Fortunately, my brain is getting busy with B2B case studies as new and existing clients launch their next round of marketing content.
Last week, in phone and email chats, they raised a number of great points and I’m sharing these tips:
Tell me which tip resonates with you and why, then tell me why I should write your case study at no charge! Who will get their first b2bcasestudywriter.com case study for free! I’ll let you know.
- Know your prospects and don’t scare them off: An operator or line manager probably won’t tell the boss about a product or service that will eliminate jobs no matter how much it helps the bottom line and justifies the investment. However, you know cost savings will sway the decisionmakers so what can you do? Make sure the decisionmakers see your case studies by contacting them directly. Alternatively, the case study includes the 24-hour ROI and cost savings, then details the reduced downtime and rejects without mentioning the role job loss played in improving the bottom line.
- Introduce the idea of case study participation during contract negotiations and renewals: The timing might be surprising, but it also makes sense. It tells customers you know your products and services will deliver the results they expect and that you expect your relationships with them will always be positive.
Thank customers for case study participation with rebates and discounts.

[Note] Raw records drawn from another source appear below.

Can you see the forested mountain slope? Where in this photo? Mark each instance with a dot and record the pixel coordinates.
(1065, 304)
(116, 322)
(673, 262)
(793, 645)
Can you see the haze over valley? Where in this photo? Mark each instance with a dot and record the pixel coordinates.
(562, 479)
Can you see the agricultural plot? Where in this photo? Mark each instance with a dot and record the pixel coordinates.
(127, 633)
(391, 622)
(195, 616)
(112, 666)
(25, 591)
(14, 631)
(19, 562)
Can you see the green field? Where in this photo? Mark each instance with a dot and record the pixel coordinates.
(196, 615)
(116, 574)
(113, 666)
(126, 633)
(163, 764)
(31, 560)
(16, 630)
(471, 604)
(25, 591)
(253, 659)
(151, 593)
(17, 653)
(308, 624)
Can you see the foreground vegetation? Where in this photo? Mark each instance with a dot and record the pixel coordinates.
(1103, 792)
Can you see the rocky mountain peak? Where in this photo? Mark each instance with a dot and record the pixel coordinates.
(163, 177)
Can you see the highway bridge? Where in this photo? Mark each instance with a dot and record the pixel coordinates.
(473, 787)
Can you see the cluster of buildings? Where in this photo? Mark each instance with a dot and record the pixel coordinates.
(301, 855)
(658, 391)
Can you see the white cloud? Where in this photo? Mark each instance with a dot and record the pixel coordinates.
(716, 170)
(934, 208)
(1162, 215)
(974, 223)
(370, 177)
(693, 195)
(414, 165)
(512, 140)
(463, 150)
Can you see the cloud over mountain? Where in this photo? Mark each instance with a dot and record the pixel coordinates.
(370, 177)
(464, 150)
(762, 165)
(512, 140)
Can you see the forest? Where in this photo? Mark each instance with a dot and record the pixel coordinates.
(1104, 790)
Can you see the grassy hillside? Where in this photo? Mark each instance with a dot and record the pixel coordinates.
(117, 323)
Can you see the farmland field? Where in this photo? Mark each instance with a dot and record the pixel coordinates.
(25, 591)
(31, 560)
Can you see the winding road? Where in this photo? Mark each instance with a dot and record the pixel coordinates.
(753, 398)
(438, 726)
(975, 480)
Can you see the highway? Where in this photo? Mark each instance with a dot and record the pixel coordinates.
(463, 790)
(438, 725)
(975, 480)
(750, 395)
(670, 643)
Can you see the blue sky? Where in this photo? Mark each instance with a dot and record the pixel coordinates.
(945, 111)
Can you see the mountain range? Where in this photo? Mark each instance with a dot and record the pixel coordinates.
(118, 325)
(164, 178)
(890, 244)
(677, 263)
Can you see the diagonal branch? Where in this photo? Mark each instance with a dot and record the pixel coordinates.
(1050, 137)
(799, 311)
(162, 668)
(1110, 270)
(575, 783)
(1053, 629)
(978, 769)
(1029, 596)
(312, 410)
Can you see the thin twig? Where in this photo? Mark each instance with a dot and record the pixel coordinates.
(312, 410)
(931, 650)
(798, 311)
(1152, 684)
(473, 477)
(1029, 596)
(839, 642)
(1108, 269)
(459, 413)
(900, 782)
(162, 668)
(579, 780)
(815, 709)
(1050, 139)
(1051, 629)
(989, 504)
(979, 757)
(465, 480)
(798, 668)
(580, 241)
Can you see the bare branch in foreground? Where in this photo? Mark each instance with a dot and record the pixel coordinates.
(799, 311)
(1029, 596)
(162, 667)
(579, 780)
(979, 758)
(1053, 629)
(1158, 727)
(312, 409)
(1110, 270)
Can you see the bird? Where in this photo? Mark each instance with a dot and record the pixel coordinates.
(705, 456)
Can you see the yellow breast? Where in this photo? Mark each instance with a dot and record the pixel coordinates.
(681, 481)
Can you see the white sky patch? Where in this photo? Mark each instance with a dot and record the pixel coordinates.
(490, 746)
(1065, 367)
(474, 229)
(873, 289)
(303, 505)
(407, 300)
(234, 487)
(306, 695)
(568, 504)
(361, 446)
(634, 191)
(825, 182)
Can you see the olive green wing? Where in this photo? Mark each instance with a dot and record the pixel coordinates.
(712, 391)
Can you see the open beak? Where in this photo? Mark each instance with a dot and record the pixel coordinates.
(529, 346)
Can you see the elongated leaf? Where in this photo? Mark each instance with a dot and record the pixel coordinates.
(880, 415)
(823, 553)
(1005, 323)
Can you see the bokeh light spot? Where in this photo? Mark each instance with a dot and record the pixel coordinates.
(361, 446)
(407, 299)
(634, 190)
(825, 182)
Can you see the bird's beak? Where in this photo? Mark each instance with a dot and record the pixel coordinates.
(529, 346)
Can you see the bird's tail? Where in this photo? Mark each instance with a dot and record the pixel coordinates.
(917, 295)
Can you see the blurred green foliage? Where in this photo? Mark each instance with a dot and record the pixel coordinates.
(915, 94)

- Reward and incentivize case study participation. Happy customers want to talk about how your products or services addressed their pain points and delivered results, but they’re all pressed for time. A rebate or a discount on their renewal or order inspires them to make time and is a tangible way to say: “Thank you!”
- Use everything but real names (company, CEO, senior leaders): Whenever possible, I recommend naming the company and your key contacts because it makes your case study even more credible. However, you do have viable options when you can’t identify a customer by name. Refer to the company as ABC or XYZ and mention the industry and type of business. Beyond that, you write the case study as you normally would. Address their pain points, your product or service’s most relevant capabilities and the tangible results they produced. Prospects will identify with that customer and see themselves in that case study whether or not you name the company.
- Let your customers’ employees speak for you, even if it’s via your account manager: Real thoughts and ideas from real people bring case studies to life and help you tell a more engaging story. Ideally, your case study identifies the source of your first-person quotes by name, title and company. Of course, it’s best to talk directly to your customers and quote them! However, when that’s not possible, ask your account managers what customers said on the phone, in emails and via text. That feedback will ring true in quotes because it reflects business scenarios your prospects share.
- Check out your competitors’ case studies to learn from them: A new IT client is planning 20 original case studies to replace his company’s 10-year-old case studies. Before he even hired me, he searched competitors’ websites for case study best practices. He also thought long and hard about the questions his prospects typically ask. As a result, I revised the case study format I recommended to him based on his input. His case study template (customer profile, pain points/challenges, solution, results, case study story) also includes the specific services his company provided to that client, the roles his team played, team/duration (fulltime engineers required, time to build the solution), and finally, the technology they used to build the platform.
- Measurable and intangible results: When your solution helped saved $850,000 in its first year and paid for itself in six months, always make that result the first bullet. Prospects need hard numbers to make the business case for your solution, but they’re still interested in the intangible benefits and anecdotal results. When platform provides increased transparency and accountability include that results as well as the fact it also made employees more disciplined, careful and cautious.